Hoe's father was so impressed that he procured the corpse of another Model J and challenged him to resuscitate it. Hoe achieved this in a series of delicate operations lasting several months. In 1945 he opened a repair shop in Old Westbury on Long Island, and he has scarcely had an idle moment since. Hoe moved to his present eight-acre property (there is garage space for six cars) in 1948.

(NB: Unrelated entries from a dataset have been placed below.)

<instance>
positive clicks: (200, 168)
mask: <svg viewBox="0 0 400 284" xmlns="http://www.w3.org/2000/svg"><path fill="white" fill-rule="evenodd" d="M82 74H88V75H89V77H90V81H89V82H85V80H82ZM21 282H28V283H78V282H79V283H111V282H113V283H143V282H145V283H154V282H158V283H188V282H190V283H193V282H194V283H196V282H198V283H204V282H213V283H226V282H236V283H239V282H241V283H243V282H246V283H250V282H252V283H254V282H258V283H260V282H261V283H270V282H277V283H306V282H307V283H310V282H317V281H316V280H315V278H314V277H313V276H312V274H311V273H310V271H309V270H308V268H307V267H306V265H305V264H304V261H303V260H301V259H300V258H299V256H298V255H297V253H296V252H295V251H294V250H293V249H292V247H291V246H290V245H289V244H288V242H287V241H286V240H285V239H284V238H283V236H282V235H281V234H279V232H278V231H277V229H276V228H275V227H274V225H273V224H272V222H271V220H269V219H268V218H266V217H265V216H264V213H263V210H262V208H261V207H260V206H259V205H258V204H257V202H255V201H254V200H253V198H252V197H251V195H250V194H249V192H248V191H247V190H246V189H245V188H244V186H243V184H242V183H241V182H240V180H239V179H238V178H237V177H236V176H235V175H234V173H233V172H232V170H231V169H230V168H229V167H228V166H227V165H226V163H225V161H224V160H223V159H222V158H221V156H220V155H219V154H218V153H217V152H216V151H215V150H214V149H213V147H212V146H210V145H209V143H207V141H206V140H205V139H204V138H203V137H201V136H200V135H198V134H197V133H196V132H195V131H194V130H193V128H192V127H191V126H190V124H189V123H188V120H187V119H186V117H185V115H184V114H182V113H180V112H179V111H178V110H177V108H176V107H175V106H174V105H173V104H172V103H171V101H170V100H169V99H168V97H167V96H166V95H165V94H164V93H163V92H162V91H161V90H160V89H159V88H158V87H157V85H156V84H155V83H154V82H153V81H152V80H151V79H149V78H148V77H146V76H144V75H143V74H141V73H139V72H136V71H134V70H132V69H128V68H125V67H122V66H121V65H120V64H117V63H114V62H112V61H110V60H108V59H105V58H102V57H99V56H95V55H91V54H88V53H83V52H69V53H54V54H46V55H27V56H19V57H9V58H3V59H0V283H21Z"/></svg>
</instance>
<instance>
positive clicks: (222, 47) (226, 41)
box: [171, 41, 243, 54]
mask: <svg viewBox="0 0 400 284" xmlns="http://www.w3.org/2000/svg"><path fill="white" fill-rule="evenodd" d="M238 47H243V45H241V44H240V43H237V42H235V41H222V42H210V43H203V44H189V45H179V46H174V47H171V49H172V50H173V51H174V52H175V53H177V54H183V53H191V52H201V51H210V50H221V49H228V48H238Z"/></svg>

No site could be more peculiarly congenial to a person of Hoe's predilection than Weston. Within commuting distance of New York, it lies in the heart of Fairfield County, which also embraces the headquarters of the Sports Car Club of America, the Connecticut Sports Car Club, numerous sports car dealers and the home of Briggs Cunningham, the millionaire sports car enthusiast and builder.


It was for Cunningham that Hoe bought Gary Cooper's SJ speedster. This was the classic Duesenberg with the damn-all, bird-in-flight radiator emblem and the long sweeping fenders that made the car look a city block long. The body was a lovely two-tone gray and the car sported a bob tail in lieu of the separate trunk. Hoe renovated the speedster and raced it during the summer of 1949. He won every event he entered.

Another Duesenberg, this one bought in Chicago, was cause for the most humiliating experience of Hoe's life. The Duesenberg, which was dressed in a horrible, muddy shade of tan, needed some $2,000 worth of repairs and Hoe had to snail his way east to Connecticut at slower than 50 mph. Everywhere he was treated to jeers from motorists passing him in vehicles of (to Hoe) deplorably low pedigrees. Hoe vows he'll rebuild the car on the spot before he allows himself to get caught that way again.